Thirty minutes after posting on my Facebook page that the weekly evening that I host will take place because it is our mission as an artist to deliver shows (and that sick people or caring for the elderly should stay at home), the government announces the end of all indoor gatherings. Containment is imposed on us.

My first instinct is to worry about whether I will be able to eat every day and pay my rent in some time without making a show. Once the PKU is announced, I am relieved. My first instinct was to get my hands on a copy of The Legend Of Zelda: Breath Of The Wild. I wish I had had the idea of ​​getting my hands on some free weights to keep me in shape!

Escape to Hyrule

Did you feel like the first weeks of confinement lasted forever? Me too. Fortunately, even though I don’t think Breath Of The Wild is the best Zelda, it remains excellent.

In all the fantastic and unrealistic universe of Breath Of The Wild where Gorons and Zoras wander in their streets, the most eccentric was to be able to travel conversing with other characters.

READ ALSO: Legend of Zelda games ranked from worst to best

Even if this game involves its share of waste of time, it allowed me something that was almost forbidden to me: to walk outside! See the world! Wow!

As I spent the majority of my evenings away from my pre-pandemic home, I was able to emulate this feeling of discovery thanks to Hyrule. It did me good. I traded the streets of the Plateau for the shrines of the Great Plateau.

Find ordinary Mario Odyssey

After exploring Breath Of The Wild and end up with a strange dissatisfaction, a friend passed me Mario Odyssey. I know. I know. I often play games years after they are released. Usually it’s because I wait for the prices to drop on classified ad sites.

And there, I was confronted with an unpleasant feeling: disappointment. I couldn’t wait to continue exploring a multitude of different worlds!

If Mario 64 had 15 different paintings in 1996, Super Mario Galaxy offered 42 worlds in 2007 and 49 in the sequel in 2010, I could only hope for the best for the most recent three-dimensional Mario!

Ultimately, the game only offers 14 realms. Less than 24 years ago. In addition, the story of the game is that of Bowser who wants to marry Peach by force, which implies a terrible wedding night and which made me uncomfortable.

Even though I was disappointed, I continued to play for a very simple reason: he does the job and spend the time well.

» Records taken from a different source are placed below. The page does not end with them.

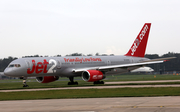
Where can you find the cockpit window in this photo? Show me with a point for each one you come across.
(14, 65)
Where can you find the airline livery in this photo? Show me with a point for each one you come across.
(90, 68)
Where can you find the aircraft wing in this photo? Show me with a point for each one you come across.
(160, 59)
(117, 66)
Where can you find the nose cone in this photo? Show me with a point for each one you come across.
(8, 72)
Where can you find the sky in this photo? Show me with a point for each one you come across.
(52, 27)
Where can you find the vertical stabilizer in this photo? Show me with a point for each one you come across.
(138, 48)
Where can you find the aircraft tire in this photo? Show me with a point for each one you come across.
(72, 83)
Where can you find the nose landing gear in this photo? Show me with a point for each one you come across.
(24, 81)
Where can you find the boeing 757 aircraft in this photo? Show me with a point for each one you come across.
(90, 68)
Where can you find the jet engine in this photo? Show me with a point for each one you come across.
(92, 75)
(47, 79)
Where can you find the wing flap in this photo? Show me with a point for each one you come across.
(116, 66)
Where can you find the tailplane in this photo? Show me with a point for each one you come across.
(138, 48)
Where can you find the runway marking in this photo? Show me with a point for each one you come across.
(147, 106)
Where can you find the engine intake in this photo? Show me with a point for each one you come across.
(47, 79)
(92, 75)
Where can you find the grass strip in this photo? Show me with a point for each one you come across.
(91, 93)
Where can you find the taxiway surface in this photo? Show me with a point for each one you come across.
(121, 104)
(108, 86)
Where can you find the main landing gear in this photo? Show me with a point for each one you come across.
(72, 81)
(99, 82)
(24, 82)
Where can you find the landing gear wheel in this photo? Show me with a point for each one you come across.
(72, 81)
(99, 82)
(24, 82)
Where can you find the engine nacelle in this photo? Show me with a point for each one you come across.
(47, 79)
(92, 75)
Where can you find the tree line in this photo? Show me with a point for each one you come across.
(168, 66)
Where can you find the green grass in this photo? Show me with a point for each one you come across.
(91, 93)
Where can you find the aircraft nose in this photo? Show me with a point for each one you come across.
(8, 72)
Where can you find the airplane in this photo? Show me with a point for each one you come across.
(143, 69)
(90, 68)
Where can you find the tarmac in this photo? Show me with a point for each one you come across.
(108, 86)
(120, 104)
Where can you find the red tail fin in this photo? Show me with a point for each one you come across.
(139, 46)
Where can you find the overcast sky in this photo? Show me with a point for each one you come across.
(51, 27)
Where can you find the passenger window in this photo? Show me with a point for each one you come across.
(11, 65)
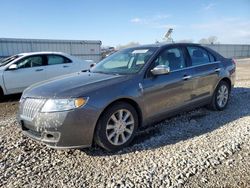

Even that he offered me my biggest dose of emotions without my expecting it:

Be knocked down

One of the levels in Mario Odyssey is a metropolis called New Donk City. While we are in broad daylight, we accomplish various missions like in all other worlds before.

One of the quests offered by Pauline, the mayor of the city, is to recruit musicians from across the city for a festival. So… I do. As I was a little indifferent to this world and operated on autopilot, the festival has started.

And there, night fell. Fireworks have erupted. The neon lights on the buildings came on. The song Jump Up Superstar starts playing and I cracked.

Seeing New Donk City as the city of Montreal in the summer made me realize how much I tried to escape to Hyrule or elsewhere, my real favorite moments are those in the city. These are evening walks coming back from a show. It’s walking home after the movies when it’s getting late. It is to stumble upon the fireworks of La Ronde by chance when returning from a festival. And all of that will not happen in 2020.

Mario Odyssey must be added to the list of games that made me cry. It should be inserted in the first three positions.

Accept reality

Essentially, I tried to run away with my head in the sands of Gerudo Desert, but New Donk City forced me to face the reality: nothing will come back as before for a long time.

I put down my controller and got back to work. I pulled out 10 episodes of a podcast. I got back to writing more often and posting almost every day on Instagram.

Ah! And I went on the brush playing Mario Kart! The return of the good old days!

All this thanks to the video games which gave me the time to live my break and get back to life as if the words of Jump Up Superstar were written for me!